Captain Eric C Sims (1907-1992)

Born in Kalgoorlie, WA, in 1907, Eric C Sims joined the RAAF as an Airman W/T Operator in 1926. In 1932 he completed an RAAF pilot's course at Point Cook, Vic, and graduated as an airman pilot.

In January 1935 Eric Sims resigned from the Air Force to join Qantas Empire Airways (QEA) as one of four First Officers operating De Havilland DH86s on the Brisbane to Singapore leg of the Australia to Britain service. He was appointed to Command on these services in 1936. In 1935 Eric Sims took part in the search for Sir Charles Kingsford Smith and Tommy Pethybridge who went missing over the Bay of Bengal in the Lockheed Altair G-ADUS (formerly VH-USB).

Eric also flew various aircraft in the QEA light aircraft fleet on services and charters in the Australian outback.


The introduction of the Empire Flying Boats saw Eric Sims appointed to a Command on these aircraft by 1938 and he remained on this duty until the outbreak of war. In October 1939 E C Sims, together with a nucleus of QEA pilots comprising Captain Bob Gurney and First Officers Gough Hemsworth and Bill Purton, was seconded to the RAAF to form 11 Squadron (flying boats). Eric Sims remained on active service for two years, operating out of Port Moresby and attaining the rank of Squadron Leader, and was the only one of these four to survive the war.

In October 1941 he was released back to QEA where he resumed Empire Flying Boat operations on the Australia-Karachi route until the Japanese invasion of South East Asia. Thereafter he was involved in operations mainly to Singapore and the Netherlands East Indies (Indonesia). Loads were mainly military northbound and refugee women and children southbound. Thanks to the foresight of QEA Operations Manager Lester Brain in delaying their flight, Eric and crew in the Empire Boat Camilla missed the Japanese attack on Broome on the morning of 3 March 1942 in which numerous flying boats at anchor in Roebuck Bay were sunk.

Eric Sims also took part in the evacuation of Mount Hagen, New Guinea, and later operated on the QEA Perth-Colombo service using Liberators.

The re-equipment of QEA after the war with modern landplanes saw Eric Sims, in 1947, ferrying out from the USA to Australia the first of QEA's new Lockheed L749 Constellations. He subsequently became responsible for the supervision and training of crews on these aircraft.

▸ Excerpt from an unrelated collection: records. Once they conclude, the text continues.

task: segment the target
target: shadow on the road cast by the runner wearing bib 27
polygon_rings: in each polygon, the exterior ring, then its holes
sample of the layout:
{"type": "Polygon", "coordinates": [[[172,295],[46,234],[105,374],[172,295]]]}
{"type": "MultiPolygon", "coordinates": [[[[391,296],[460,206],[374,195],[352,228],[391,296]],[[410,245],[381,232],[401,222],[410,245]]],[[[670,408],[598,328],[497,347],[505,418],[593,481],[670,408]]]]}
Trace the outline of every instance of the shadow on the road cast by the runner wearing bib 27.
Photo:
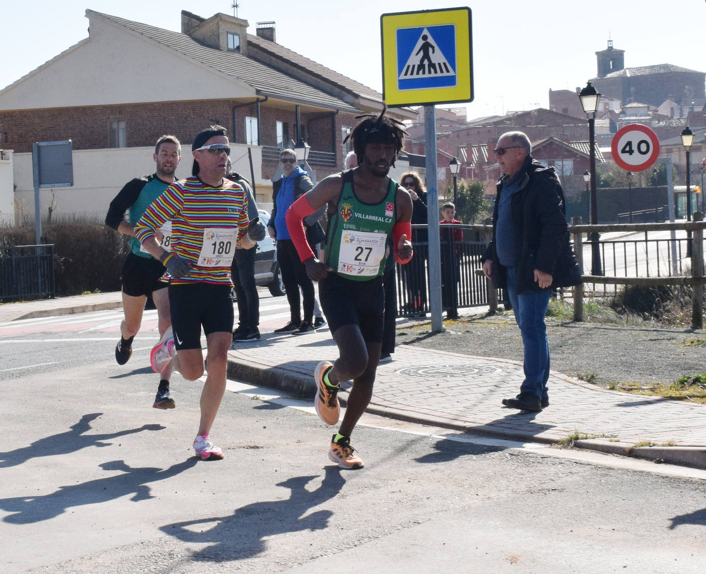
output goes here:
{"type": "Polygon", "coordinates": [[[232,515],[186,520],[163,526],[162,532],[193,544],[209,544],[193,554],[202,560],[234,561],[257,556],[265,539],[276,534],[321,530],[328,527],[332,510],[311,508],[334,498],[345,484],[338,467],[326,467],[321,486],[307,490],[318,476],[294,476],[277,486],[289,488],[286,500],[263,500],[237,508],[232,515]]]}

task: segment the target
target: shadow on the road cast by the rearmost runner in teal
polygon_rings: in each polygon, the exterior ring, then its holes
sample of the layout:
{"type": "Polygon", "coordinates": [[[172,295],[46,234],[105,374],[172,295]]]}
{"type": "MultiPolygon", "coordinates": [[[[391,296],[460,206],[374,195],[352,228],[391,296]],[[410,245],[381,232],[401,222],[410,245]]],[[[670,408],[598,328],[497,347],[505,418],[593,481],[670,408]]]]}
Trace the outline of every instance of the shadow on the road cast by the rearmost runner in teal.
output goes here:
{"type": "Polygon", "coordinates": [[[143,425],[140,428],[131,428],[121,430],[117,433],[102,433],[97,435],[88,435],[91,429],[90,423],[101,416],[102,413],[85,414],[75,425],[71,426],[71,430],[66,433],[52,435],[45,438],[35,440],[28,447],[21,447],[7,452],[0,452],[0,468],[16,467],[18,464],[37,457],[50,457],[53,455],[66,455],[69,452],[76,452],[87,447],[107,447],[110,443],[104,443],[104,440],[112,440],[133,433],[140,433],[143,430],[162,430],[166,427],[162,425],[143,425]]]}

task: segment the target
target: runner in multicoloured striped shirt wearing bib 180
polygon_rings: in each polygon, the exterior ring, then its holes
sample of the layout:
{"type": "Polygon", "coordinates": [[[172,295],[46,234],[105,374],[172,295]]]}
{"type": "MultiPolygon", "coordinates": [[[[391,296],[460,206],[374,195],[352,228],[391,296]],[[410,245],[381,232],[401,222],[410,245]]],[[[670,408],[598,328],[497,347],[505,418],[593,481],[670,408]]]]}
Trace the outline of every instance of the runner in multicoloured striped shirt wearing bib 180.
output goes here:
{"type": "MultiPolygon", "coordinates": [[[[136,225],[136,237],[172,276],[169,304],[173,333],[152,349],[152,368],[174,359],[174,370],[186,380],[204,371],[201,327],[206,336],[208,375],[201,392],[201,421],[193,448],[202,459],[222,459],[209,438],[225,392],[228,349],[232,342],[233,286],[230,266],[235,246],[255,246],[248,233],[244,189],[225,180],[230,148],[226,129],[211,126],[191,144],[193,177],[170,185],[148,207],[136,225]],[[172,251],[155,240],[155,231],[172,221],[172,251]],[[176,349],[176,353],[174,353],[176,349]]],[[[253,222],[256,223],[256,222],[253,222]]]]}

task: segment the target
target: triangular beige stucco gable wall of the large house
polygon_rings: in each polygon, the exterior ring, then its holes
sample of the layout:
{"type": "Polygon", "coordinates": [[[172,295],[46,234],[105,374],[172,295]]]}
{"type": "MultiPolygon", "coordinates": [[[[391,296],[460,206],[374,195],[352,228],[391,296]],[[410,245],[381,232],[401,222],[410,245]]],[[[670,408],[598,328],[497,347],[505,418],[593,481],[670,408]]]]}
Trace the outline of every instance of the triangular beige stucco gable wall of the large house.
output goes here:
{"type": "Polygon", "coordinates": [[[0,110],[203,100],[204,86],[208,98],[255,98],[236,78],[116,26],[91,17],[90,39],[0,91],[0,110]]]}

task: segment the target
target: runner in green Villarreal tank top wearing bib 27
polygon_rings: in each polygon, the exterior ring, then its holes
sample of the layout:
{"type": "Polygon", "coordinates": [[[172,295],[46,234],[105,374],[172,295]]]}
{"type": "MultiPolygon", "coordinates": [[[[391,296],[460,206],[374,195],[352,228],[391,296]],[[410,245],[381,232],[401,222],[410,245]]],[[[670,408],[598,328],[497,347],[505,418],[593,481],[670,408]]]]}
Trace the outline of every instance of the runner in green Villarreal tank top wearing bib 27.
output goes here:
{"type": "Polygon", "coordinates": [[[338,423],[337,391],[353,380],[348,405],[328,457],[344,469],[363,460],[350,435],[368,406],[383,340],[385,298],[382,274],[386,257],[405,264],[412,259],[412,198],[388,177],[402,149],[405,131],[395,119],[366,115],[351,134],[358,167],[330,175],[287,211],[287,228],[306,273],[319,284],[319,299],[338,346],[335,363],[323,361],[314,372],[314,406],[321,419],[338,423]],[[302,220],[328,205],[323,262],[306,243],[302,220]],[[392,235],[395,253],[385,246],[392,235]]]}

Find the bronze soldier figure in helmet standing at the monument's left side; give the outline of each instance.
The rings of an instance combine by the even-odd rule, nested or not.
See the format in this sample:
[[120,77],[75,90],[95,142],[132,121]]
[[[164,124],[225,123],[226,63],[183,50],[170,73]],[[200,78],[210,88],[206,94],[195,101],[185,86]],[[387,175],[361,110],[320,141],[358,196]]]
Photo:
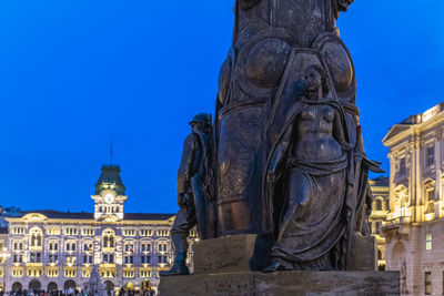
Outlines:
[[[188,275],[186,238],[192,227],[198,225],[201,238],[211,237],[214,226],[211,223],[211,116],[196,114],[192,121],[191,134],[183,144],[182,160],[178,173],[179,212],[171,227],[171,239],[175,249],[173,266],[161,272],[161,276]],[[211,227],[211,228],[210,228]]]

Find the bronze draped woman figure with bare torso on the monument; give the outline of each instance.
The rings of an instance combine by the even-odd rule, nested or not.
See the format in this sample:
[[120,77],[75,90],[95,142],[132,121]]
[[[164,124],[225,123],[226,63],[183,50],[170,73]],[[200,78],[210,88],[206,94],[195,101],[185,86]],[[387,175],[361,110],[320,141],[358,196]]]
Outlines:
[[[279,234],[266,272],[344,268],[350,152],[345,113],[329,98],[320,65],[305,70],[305,94],[290,109],[272,150],[268,187],[281,204]],[[274,191],[283,188],[279,194]],[[273,201],[276,202],[276,201]]]

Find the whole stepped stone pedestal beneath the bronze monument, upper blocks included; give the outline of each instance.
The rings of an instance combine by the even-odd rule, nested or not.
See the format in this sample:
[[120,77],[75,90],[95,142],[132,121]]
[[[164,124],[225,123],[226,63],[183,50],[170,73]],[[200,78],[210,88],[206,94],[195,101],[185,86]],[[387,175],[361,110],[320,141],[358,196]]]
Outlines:
[[400,295],[398,272],[375,272],[373,237],[356,236],[349,272],[264,274],[266,236],[234,235],[194,245],[194,274],[161,277],[160,295]]

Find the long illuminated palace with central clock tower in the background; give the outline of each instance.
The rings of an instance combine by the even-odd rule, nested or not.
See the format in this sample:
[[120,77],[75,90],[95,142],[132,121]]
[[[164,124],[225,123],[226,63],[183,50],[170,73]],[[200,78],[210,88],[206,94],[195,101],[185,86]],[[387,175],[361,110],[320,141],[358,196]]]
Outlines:
[[[125,213],[119,166],[102,167],[91,197],[93,213],[27,211],[0,216],[8,227],[0,227],[3,290],[81,290],[93,267],[109,292],[139,289],[148,282],[157,289],[159,272],[172,263],[174,215]],[[190,241],[194,238],[195,232]],[[192,251],[189,255],[192,264]]]

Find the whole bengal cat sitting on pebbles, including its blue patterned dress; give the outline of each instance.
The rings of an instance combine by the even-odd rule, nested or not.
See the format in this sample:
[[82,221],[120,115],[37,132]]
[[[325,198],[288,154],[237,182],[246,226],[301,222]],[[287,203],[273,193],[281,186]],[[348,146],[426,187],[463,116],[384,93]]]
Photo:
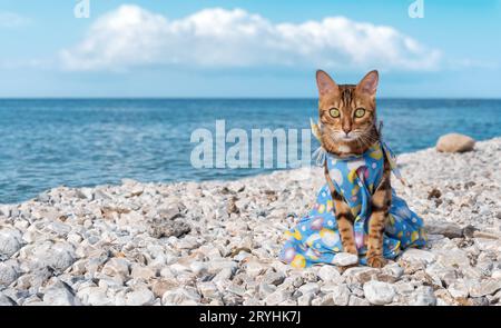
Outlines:
[[[376,128],[377,71],[358,85],[336,85],[317,71],[321,141],[317,162],[326,183],[310,212],[285,231],[279,259],[294,268],[357,264],[381,268],[403,249],[426,245],[423,220],[392,189],[402,179],[395,156]],[[354,257],[338,257],[351,252]],[[343,260],[344,259],[344,260]]]

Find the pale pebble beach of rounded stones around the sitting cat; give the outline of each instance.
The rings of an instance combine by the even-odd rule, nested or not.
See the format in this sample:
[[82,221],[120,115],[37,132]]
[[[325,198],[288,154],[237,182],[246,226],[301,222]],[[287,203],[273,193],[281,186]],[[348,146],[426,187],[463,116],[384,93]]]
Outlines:
[[429,230],[383,269],[277,260],[318,168],[238,181],[59,187],[0,206],[0,305],[500,305],[501,138],[399,158]]

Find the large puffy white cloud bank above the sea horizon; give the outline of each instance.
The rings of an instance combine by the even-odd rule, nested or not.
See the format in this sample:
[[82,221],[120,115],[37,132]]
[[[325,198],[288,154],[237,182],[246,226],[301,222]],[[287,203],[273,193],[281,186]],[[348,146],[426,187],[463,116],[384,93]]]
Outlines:
[[137,66],[258,66],[426,70],[440,51],[392,27],[327,17],[274,23],[242,9],[205,9],[178,20],[137,6],[100,17],[85,39],[60,53],[68,70]]

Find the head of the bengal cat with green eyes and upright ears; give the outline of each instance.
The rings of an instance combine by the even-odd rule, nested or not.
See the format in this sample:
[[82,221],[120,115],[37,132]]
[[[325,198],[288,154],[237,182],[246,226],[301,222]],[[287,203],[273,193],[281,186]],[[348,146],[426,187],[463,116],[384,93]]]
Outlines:
[[375,93],[379,74],[369,72],[358,85],[337,85],[326,72],[316,72],[322,146],[332,153],[364,152],[377,141]]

Following long service leave, Eric Sims retired from QEA in 1954 to join the DCA as an Airways Surveyor. In 1959 he was a member of a DCA party ferrying two new Aero Commander 560Es from the USA to Australia via the North Atlantic route.

On 29 November 1966 Eric Sims retired from DCA. He passed away in Melbourne on 31 December 1992.

(Photo above: CAHS collection)

 

Captain E C Sims photographed in 1942 while with Qantas Empire Airways.